ビルの密度が、少しずつ増えていくのが分かった。
「大阪、久しぶりですか」
央が聞いた。
「はい。……小さい頃、少しだけ住んでいたことがあるので」
みおが、そう答えた。
「そうなんですか」
「幼稚園に上がる前だったので、あまり覚えていませんが。言葉が、たまに関西の方が出てくるのは、その名残らしいです」
「独り言のときの、あれですか」
「……気づいていましたか」
みおが、少し照れたように言った。
「俺も、何度か来たことがあります」
央が言った。
「そうなんですか」
「ことねちゃんの実家が、こっちにあるので。親戚づきあいで、小さい頃に何度か」
「……なるほど」
「はい。
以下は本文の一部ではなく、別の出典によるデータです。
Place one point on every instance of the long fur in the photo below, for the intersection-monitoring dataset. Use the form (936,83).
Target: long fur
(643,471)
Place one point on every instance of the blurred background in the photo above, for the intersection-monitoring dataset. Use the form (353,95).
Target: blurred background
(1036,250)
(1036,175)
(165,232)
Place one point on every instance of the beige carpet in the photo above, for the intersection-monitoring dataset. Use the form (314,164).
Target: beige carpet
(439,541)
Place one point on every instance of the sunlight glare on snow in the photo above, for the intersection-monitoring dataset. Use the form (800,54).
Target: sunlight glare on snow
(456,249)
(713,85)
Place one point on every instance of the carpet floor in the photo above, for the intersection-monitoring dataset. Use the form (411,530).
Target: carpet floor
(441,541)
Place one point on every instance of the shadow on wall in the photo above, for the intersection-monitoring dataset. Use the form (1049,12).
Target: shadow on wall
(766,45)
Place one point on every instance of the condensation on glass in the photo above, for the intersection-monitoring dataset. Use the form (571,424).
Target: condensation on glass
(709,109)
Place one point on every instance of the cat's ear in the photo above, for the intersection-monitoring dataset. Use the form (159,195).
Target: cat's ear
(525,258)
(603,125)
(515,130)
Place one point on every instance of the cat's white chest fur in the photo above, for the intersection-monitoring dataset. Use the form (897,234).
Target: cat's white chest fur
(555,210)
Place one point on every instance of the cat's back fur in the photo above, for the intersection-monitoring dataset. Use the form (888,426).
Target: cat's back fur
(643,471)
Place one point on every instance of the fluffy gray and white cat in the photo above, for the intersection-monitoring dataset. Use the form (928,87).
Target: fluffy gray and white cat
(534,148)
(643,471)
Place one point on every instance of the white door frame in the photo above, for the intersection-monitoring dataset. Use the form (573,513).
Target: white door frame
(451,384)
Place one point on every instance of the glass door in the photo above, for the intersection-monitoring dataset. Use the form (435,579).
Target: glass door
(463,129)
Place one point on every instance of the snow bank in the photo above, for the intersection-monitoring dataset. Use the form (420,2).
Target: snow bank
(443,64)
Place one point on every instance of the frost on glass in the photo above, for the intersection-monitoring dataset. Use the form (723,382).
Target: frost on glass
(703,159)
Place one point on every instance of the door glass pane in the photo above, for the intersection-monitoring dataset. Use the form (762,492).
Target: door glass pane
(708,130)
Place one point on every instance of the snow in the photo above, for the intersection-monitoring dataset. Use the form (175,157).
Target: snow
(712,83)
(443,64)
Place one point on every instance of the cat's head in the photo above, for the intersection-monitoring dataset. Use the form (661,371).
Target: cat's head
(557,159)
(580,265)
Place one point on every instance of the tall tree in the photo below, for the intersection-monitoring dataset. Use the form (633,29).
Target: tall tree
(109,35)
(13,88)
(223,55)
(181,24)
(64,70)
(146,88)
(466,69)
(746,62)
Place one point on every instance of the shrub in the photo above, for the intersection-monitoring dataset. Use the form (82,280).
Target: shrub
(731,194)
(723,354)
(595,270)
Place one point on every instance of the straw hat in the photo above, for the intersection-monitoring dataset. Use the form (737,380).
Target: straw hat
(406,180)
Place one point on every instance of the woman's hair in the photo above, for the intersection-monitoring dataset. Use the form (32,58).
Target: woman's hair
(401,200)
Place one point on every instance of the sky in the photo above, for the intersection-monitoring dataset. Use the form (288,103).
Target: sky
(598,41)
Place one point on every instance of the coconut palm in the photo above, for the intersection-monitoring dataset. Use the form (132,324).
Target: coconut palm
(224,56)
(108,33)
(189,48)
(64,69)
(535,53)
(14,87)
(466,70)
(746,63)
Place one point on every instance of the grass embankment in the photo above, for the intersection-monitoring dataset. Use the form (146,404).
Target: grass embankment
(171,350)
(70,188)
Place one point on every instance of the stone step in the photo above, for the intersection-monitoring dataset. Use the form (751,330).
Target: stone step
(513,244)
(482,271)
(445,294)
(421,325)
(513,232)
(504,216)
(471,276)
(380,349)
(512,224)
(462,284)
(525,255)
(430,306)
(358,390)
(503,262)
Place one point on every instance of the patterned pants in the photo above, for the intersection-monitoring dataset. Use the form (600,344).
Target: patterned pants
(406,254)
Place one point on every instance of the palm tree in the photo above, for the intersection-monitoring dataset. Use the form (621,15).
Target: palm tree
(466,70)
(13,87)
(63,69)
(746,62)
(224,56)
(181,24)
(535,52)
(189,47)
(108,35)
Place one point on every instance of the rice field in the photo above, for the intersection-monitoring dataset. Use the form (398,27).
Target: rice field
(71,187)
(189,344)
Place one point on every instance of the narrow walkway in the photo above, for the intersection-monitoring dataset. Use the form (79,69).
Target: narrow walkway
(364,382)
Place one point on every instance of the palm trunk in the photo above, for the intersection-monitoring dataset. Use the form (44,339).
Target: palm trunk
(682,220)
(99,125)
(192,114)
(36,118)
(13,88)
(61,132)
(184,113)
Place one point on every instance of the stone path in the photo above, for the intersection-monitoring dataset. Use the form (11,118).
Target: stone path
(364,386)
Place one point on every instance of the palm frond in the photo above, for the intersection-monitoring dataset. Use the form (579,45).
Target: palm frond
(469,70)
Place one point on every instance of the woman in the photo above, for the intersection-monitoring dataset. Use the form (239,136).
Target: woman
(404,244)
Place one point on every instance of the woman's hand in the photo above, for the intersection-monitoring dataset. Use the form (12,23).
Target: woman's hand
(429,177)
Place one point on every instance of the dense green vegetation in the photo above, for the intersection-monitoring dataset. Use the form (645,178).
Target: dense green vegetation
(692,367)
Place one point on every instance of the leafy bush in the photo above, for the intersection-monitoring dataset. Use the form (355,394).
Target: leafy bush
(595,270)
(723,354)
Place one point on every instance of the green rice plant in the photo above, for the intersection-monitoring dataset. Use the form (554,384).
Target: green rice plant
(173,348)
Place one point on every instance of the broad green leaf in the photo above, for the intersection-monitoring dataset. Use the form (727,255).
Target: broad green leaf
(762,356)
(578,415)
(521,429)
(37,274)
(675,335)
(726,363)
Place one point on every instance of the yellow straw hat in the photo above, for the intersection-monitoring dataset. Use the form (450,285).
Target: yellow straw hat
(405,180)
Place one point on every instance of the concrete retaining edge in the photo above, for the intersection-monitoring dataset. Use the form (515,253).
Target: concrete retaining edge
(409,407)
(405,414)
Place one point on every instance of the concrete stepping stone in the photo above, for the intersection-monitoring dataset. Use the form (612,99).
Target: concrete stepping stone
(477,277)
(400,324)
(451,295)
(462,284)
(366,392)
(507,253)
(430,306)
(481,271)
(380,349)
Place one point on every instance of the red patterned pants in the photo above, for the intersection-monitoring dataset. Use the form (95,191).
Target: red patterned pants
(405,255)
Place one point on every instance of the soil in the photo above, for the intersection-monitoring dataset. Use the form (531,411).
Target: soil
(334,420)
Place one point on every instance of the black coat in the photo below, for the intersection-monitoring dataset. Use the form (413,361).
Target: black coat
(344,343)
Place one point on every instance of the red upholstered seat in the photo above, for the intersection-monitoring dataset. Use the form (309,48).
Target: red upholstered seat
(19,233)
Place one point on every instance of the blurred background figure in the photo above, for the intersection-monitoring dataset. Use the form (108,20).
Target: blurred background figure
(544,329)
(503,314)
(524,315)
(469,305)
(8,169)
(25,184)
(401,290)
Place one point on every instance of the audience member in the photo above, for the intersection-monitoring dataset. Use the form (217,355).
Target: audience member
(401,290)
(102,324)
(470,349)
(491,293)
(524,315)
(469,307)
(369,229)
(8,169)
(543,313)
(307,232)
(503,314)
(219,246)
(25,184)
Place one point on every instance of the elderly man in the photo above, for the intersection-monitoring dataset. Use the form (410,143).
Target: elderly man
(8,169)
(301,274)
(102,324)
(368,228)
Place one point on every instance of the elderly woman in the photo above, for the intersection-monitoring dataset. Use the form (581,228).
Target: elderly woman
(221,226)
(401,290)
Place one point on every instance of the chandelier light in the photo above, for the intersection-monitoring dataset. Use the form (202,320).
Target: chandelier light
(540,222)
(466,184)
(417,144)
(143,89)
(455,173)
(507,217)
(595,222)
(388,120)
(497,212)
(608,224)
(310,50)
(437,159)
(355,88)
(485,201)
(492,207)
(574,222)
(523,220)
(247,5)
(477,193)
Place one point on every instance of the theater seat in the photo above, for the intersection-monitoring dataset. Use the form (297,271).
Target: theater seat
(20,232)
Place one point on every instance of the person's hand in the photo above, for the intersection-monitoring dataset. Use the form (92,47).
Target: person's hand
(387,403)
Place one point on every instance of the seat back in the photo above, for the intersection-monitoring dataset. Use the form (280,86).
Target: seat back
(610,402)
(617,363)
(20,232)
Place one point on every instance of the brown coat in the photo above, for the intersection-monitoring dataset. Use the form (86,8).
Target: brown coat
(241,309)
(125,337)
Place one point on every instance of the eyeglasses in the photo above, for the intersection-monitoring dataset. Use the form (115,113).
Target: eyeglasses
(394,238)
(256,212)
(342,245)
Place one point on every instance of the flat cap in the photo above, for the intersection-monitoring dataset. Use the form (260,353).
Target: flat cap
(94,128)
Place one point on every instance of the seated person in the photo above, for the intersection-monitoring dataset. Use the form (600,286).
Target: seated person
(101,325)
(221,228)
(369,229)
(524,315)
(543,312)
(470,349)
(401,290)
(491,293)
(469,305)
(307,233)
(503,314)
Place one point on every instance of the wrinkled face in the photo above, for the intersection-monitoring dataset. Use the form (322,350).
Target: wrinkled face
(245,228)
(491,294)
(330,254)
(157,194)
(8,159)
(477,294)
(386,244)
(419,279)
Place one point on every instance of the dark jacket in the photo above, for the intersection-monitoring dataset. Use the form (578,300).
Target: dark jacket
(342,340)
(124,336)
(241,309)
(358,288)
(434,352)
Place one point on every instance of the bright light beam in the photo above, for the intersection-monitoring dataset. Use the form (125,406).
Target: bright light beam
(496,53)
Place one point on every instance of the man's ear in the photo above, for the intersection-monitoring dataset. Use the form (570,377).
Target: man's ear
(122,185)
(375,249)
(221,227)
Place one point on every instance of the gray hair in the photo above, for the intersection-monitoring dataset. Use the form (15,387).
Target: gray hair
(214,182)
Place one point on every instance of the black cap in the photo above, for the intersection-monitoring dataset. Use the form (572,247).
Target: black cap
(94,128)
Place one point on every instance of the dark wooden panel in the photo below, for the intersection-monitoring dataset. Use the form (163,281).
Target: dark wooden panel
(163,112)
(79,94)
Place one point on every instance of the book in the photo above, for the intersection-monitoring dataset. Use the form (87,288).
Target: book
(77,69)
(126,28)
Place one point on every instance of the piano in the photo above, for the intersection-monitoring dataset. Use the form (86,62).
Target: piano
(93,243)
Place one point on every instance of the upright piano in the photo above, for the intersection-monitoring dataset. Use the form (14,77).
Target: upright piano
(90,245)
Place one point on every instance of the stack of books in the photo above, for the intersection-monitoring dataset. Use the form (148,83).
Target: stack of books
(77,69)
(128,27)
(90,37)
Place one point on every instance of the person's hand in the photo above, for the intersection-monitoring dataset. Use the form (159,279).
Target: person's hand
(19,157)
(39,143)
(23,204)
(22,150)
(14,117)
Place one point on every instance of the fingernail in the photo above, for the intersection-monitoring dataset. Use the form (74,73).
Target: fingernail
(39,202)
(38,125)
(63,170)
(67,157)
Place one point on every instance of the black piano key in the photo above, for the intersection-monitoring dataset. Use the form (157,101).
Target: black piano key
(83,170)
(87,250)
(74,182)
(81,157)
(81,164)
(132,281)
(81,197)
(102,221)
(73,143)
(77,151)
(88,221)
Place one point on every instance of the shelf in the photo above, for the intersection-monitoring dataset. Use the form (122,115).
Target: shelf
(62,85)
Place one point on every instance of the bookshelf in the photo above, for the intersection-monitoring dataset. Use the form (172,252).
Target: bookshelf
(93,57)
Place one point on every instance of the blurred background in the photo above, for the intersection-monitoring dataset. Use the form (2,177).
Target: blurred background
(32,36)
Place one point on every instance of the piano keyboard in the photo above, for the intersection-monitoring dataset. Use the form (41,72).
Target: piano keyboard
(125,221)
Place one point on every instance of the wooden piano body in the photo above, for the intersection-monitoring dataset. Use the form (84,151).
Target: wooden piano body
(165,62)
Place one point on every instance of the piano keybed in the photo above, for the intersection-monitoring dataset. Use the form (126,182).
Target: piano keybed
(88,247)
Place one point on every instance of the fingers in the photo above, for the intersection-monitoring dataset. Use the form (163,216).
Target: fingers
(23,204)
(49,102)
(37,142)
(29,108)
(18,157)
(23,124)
だから、多少は土地勘があります」
「じゃあ、今日は案内してもらえますね」
みおが、少し嬉しそうに言った。
「覚えている範囲では、案内します」
央が、そう答えた。
ホテルに荷物を置いてから、班ごとに自由行動が始まった。
道頓堀に着くと、太秦が興奮した様子であちこちを見回していた。
「看板、でかいな。実物、テレビより迫力ある」
「太秦、初めて?」
央が聞いた。
「初めて。大阪自体、あんまり来たことない」
「俺は何度か来てる。ことねちゃんの実家がこっちだから」
「そういえば、そうだったな」
太秦が、少し思い出したように言った。
「グリコの看板、あっちの方だったと思う」
央が、迷いながらも歩みを進めた。
「頼りにしてる」
太秦が言った。
「あんまり期待しないでください。子どもの頃の記憶なので」
央が、正直に答えた。
歩いている途中、グループLINEが動いた。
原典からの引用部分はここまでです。